Please describe PacifiCorp s efforts to incorporate wind into its resource
portfolio.
PacifiCorp has achieved national recognition for its strong commitment to renewable
energy, particularly wind power. In 2003 , PacifiCorp s Integrated Resource Plan
IRP") contained a diverse resource mix to meet the projected load growth need over
the next ten years including 1 ,400 MW of renewable energy. Based on a cost
effectiveness test, these resources were primarily characterized in the IRP as wind
resources. In 2004, the Company released its 2003B Request for Proposal (RFP)

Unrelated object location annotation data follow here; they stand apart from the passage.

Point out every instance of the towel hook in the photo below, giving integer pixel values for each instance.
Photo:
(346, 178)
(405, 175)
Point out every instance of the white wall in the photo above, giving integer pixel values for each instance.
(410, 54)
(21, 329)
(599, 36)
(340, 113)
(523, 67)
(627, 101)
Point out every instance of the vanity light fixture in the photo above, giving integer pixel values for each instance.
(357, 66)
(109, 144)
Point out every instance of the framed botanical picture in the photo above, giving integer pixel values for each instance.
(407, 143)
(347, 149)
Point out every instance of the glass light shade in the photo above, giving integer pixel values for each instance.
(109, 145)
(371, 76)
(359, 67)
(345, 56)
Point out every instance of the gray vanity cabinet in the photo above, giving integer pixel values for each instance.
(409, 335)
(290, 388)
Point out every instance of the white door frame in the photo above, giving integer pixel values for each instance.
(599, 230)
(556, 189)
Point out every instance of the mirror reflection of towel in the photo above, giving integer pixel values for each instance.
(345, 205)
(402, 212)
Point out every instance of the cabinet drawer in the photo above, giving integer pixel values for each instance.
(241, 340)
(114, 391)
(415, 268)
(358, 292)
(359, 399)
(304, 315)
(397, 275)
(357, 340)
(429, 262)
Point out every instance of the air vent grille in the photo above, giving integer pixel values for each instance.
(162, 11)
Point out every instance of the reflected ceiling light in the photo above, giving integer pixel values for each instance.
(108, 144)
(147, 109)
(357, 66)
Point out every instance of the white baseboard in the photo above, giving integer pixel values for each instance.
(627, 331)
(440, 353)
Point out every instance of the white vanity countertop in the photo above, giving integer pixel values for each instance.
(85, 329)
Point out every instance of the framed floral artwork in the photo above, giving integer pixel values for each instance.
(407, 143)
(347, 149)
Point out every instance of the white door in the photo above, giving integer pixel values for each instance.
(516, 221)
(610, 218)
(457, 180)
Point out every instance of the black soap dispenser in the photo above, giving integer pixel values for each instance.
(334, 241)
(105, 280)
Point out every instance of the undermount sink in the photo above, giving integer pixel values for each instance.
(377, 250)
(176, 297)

seeking to acquire 1 100 MW of cost effective renewable resources over a period of
six years. PacifiCorp successfully signed a contract in 2005 with Wolverine Creek
Energy LLC, for the purchase of the output of a 64.5 MW wind farm to be built
southeast of Idaho Falls, Idaho and has targeted 200 MW of additional economic
renewable resources in 2006 and 2007. The RFP has provided the Company a
competitive process for acquiring wind resources, thereby allowing the Company to
include adjustments for project specific operating and location characteristics into
determining the overall cost effectiveness of the resource proposals. PacifiCorp
continues to pursue other opportunities through the RFP process and are responding
to numerous requests from wind QF developers across our multi-state territory.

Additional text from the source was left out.